◆東京電力福島第一原子力発電所の炉心溶融事故で、菅直人内閣で、事故対応について口裏合わせの「誓約書」が作られていたことがわかった。誓約書は事故にかかわる対外発信にかんしては関係閣僚間で申し合わせたこと以外は口外しない、という趣旨で、関係閣僚にたいして署名捺印が求められた。
誓約書は福山哲郎官房副長官が作成し、原発事故担当の細野豪志首相補佐官が関係閣僚に持ちまわって、署名と捺印を求めた。細野氏が首相補佐官の立場であることから、「誓約書」の提出を求める指示は菅直人首相から出たと見られる。
菅首相と枝野幸男内閣官房長官で主導した政府の原発事故対応は、当初から事態の重大性をかえりみない無謀さと被曝可能性がある住民の安全第一とする対応が欠けていたとの指摘と批判があった。
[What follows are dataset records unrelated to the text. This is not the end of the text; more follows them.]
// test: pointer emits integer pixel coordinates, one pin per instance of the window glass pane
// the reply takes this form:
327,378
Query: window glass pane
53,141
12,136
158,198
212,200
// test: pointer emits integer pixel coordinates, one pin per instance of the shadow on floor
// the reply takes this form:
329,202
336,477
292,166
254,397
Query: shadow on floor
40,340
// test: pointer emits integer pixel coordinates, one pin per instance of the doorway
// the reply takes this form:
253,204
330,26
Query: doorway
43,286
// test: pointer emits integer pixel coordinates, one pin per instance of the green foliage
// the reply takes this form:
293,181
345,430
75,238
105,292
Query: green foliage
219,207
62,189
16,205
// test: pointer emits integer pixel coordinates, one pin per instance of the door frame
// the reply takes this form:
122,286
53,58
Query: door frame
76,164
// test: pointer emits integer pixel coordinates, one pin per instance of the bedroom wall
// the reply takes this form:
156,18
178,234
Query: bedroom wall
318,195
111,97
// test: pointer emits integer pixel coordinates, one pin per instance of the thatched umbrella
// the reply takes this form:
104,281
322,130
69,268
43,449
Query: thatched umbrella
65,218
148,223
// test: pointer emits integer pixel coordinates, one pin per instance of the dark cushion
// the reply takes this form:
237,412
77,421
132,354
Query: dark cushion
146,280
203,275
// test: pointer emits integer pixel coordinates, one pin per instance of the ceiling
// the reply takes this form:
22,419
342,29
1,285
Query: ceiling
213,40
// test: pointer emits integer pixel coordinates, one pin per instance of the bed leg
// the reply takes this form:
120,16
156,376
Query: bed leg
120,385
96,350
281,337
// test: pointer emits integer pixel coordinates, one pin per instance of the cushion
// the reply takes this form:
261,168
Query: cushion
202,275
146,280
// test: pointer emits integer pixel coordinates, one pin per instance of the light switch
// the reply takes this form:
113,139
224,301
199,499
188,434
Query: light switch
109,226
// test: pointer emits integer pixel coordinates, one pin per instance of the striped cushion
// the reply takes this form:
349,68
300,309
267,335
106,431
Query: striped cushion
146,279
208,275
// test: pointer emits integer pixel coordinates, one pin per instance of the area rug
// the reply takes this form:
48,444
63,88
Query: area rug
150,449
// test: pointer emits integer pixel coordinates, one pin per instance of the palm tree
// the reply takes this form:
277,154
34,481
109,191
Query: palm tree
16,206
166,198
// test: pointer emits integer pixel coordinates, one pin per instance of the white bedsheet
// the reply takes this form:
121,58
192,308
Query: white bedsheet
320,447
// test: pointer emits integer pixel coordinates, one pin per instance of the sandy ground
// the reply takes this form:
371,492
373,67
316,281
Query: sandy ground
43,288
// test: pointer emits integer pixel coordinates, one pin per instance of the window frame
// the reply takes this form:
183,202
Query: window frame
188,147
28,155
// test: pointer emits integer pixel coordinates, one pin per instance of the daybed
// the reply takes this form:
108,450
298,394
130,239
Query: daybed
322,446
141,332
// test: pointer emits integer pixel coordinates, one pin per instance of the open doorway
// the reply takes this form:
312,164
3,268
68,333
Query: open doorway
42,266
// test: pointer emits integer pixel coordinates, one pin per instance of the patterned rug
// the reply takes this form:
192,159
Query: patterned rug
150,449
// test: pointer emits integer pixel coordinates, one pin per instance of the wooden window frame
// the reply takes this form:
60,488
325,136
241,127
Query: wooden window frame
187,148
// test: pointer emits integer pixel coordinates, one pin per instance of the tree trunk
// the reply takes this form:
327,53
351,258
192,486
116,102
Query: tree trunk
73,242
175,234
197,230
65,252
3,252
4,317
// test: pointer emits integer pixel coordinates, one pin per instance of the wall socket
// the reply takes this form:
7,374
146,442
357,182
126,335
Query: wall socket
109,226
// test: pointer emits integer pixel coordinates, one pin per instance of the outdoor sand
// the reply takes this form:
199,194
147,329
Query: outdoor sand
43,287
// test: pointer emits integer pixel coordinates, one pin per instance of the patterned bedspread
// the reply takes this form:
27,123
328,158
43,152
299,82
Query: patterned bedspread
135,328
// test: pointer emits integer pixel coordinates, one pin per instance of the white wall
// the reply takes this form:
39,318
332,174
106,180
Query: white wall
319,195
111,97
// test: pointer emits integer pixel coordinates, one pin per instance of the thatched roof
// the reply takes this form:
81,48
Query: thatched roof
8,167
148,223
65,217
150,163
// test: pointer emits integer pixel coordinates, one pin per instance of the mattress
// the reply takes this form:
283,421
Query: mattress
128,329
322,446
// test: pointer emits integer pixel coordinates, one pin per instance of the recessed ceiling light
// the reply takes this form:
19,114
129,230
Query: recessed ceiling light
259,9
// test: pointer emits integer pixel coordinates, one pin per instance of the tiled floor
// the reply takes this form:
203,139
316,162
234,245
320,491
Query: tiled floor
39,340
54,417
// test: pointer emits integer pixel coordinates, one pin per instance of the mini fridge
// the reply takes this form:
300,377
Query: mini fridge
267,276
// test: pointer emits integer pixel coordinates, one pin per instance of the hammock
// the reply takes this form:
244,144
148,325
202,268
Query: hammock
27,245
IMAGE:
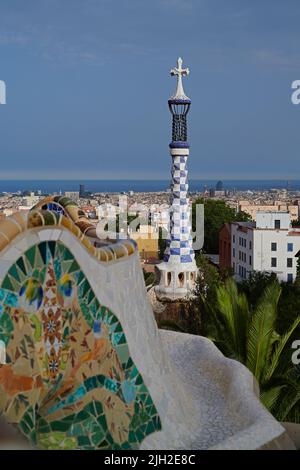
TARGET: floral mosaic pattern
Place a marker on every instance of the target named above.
(66, 376)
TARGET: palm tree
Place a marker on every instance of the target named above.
(249, 336)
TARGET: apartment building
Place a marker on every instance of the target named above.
(270, 244)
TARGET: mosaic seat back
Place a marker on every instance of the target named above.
(66, 376)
口裏合わせの「誓約書」の存在は、現在、検証作業を進めている国会に設置されている東京電力福島原子力発電所事故調査委員会(委員長・黒川清元学術会議会長)も把握している模様だ。国会事故調のヒヤリングに呼ばれた閣僚が「誓約書」への署名捺印の有無を問われたとの情報もある。
現在連載掲載中の「朝日」の原発事故検証記事「プロメテウスの罠」でも、事故当時、首相官邸内の無政府状態が暴かれている。福島第一原発の炉心溶融事故は首都圏を含めて日本の総人口の3分の1を超える住民に直接間接の被害を及ぼしている。放射能汚染、被曝、避難生活、風評被害など、それらは今後長期にわたる。首相官邸が司令塔となった緊急、適切な対応が欠けていたことが、被害を広げたのは間違いない。都合の悪い事実と情報を隠ぺいしようとした「誓約書」問題の真偽については、当事者から進んで明らかにされる必要がある。